Q&A with Simon Pearson and Fiona Gorman, authors of A Surgeon and a Maverick: The Life and Pioneering Work of Magdi Yacoub
Simon Pearson and Fiona Gorman are a husband-and-wife team of author-editors who worked for The Times newspaper in London for more than thirty years. A former executive editor at The Times, Simon is the author of three books, including the bestselling biography The Great Escaper. Fiona has written on a range of subjects including mental health, and Simon contributes obituaries for The Times. They live in London.
They spoke to AUC Press about the process of writing A Surgeon and a Maverick, the first authorized biography of a living legendary surgeon and researcher, Professor Sir Magdi Yacoub.
This is the first complete biography that Sir Magdi Yacoub agreed to. How did this come about?
Fiona Gorman: Many people had asked if they could write a biography of Magdi Yacoub, but he’s always been a workaholic and too busy to be involved. Even now at 87, he is exhausting. Anybody who knows “Prof” knows that you have to chase him. It took a long time for him to realize that documenting his life could help his charity, The Magdi Yacoub Foundation, and that’s his motivation.
The pandemic helped to give us more uninterrupted time with him since he could not travel.
Dame Mary Archer writes in the foreword, after highlighting Sir Magdi Yacoub’s remarkable life and achievements: “Throw in orchid breeder and fast-car aficionado and you have the description of a complex and unique man.” What were some of the facets or aspects of the man that you discovered while working on the book?
Simon Pearson: As mentioned in the foreword, he loves fast cars. He used to have a blue Lamborghini that he once raced down Park Lane in London, though he wouldn’t want people to know that. There is a difference between the private man and his public face. Though he is serious about medicine and science and driving both forward, he is quite a raconteur. He has many jokes up his sleeve and laughs often. His warmth and affection is something I saw in private that perhaps is not always on display in public.
Fiona Gorman: He also loves classical music and always operated with music in the background, though there were a few occasions where he changed his choice of music in deference to the patient.
In order to gather all the necessary material to write this biography, you conducted numerous interviews. What was that like, keeping up with such a busy and active person?
Fiona Gorman: Challenging, definitely challenging! But as I said, Covid allowed us to meet regularly on Zoom and, after the pandemic, we met more in person.
Simon Pearson: We ended up spending a lot of time with Prof. We also conducted 40-odd additional interviews with patients, colleagues, key members of his team, friends and families he’d helped. It’s been very rewarding. People who received Prof’s care had a chance to tell their stories in a way they had never done before, even in cases where the outcome was not as one would have wished.
There was one mother whose son had died almost 50 years before, who told us about the relief she felt at being able to go back and revisit that time and said she would not have changed any of the decisions. It was incredibly moving. It was such a privilege to hear these stories and to have the opportunity to learn first-hand the impact Prof had had on people’s lives and on their children’s lives.

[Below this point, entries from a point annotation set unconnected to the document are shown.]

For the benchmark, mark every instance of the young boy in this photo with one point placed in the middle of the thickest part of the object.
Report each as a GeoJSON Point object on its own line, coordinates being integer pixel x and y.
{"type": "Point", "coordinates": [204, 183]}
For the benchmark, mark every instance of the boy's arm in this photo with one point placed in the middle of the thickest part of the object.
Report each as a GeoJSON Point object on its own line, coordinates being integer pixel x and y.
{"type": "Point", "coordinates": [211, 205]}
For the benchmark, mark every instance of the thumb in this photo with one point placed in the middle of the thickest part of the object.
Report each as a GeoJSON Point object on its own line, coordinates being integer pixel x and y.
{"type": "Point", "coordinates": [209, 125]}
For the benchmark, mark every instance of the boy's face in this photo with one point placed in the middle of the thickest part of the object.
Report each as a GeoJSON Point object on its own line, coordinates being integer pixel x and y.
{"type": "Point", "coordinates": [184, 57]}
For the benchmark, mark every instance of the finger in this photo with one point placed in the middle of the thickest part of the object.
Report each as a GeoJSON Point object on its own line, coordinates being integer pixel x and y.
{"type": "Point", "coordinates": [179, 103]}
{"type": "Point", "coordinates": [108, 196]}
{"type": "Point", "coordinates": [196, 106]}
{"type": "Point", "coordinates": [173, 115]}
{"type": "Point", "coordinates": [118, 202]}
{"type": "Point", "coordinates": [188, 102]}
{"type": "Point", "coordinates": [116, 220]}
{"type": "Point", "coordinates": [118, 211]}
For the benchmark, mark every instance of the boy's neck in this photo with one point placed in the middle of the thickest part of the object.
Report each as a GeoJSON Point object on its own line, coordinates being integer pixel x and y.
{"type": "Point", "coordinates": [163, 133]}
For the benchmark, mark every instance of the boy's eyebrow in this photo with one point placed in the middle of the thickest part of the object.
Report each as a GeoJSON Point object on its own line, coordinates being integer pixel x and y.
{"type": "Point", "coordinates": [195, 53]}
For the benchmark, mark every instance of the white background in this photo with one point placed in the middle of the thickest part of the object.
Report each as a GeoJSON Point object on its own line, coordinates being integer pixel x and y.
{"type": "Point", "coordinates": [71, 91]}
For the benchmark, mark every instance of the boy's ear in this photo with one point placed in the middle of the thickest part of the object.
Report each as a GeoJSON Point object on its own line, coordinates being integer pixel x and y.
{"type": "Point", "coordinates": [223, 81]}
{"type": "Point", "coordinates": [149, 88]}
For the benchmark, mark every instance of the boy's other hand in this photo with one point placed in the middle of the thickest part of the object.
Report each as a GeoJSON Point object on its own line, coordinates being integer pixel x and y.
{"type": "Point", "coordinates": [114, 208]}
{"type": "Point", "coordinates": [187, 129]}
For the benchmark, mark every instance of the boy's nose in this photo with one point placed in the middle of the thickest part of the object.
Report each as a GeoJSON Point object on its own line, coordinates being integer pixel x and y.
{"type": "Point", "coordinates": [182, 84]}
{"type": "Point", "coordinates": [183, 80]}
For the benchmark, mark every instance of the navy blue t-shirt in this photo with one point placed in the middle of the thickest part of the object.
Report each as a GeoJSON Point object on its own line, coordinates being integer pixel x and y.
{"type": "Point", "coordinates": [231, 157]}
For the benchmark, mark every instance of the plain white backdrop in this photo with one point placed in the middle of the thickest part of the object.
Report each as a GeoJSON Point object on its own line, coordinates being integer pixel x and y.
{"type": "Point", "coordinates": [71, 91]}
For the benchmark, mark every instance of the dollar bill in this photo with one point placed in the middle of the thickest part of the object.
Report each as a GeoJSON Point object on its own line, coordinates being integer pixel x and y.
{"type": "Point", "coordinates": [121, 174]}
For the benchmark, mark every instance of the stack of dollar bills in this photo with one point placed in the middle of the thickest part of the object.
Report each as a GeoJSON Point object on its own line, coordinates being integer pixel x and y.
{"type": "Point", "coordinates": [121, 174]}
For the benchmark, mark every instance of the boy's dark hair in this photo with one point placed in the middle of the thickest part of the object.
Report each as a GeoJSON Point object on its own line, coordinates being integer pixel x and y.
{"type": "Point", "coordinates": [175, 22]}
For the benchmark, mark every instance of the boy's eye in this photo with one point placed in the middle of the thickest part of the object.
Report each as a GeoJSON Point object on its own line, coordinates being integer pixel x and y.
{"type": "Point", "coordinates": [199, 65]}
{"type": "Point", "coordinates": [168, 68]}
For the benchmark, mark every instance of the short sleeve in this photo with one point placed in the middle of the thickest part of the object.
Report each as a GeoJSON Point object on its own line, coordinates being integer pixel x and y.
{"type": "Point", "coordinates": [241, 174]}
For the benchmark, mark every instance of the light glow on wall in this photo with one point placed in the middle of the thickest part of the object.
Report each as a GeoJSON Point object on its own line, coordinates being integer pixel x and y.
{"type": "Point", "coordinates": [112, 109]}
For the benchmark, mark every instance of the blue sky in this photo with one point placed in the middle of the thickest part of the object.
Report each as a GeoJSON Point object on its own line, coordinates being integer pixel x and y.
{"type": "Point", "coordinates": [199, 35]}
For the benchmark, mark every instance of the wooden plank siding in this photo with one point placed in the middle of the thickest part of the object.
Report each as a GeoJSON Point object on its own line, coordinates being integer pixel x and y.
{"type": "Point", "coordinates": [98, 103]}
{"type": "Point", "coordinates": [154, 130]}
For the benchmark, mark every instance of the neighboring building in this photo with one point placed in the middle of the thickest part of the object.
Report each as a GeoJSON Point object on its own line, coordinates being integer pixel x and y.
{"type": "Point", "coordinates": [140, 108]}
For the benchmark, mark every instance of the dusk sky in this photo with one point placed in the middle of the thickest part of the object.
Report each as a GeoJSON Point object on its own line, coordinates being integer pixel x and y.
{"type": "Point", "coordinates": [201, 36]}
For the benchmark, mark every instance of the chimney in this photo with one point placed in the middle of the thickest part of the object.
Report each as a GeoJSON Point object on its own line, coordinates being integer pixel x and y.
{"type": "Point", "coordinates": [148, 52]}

There was another woman, she was a refugee; she’d had cancer, which affected her heart and at the age of fourteen she had been given a heart transplant by Magdi. She survived, thrived, and became a barrister. She represented the international court in the Hague and she never told anyone about the heart transplant. She didn’t want anyone to judge her as a patient, she wanted to be judged as a barrister. Her story was only revealed last year when the British Heart Foundation asked her for an interview and she was, so to speak, “outed”.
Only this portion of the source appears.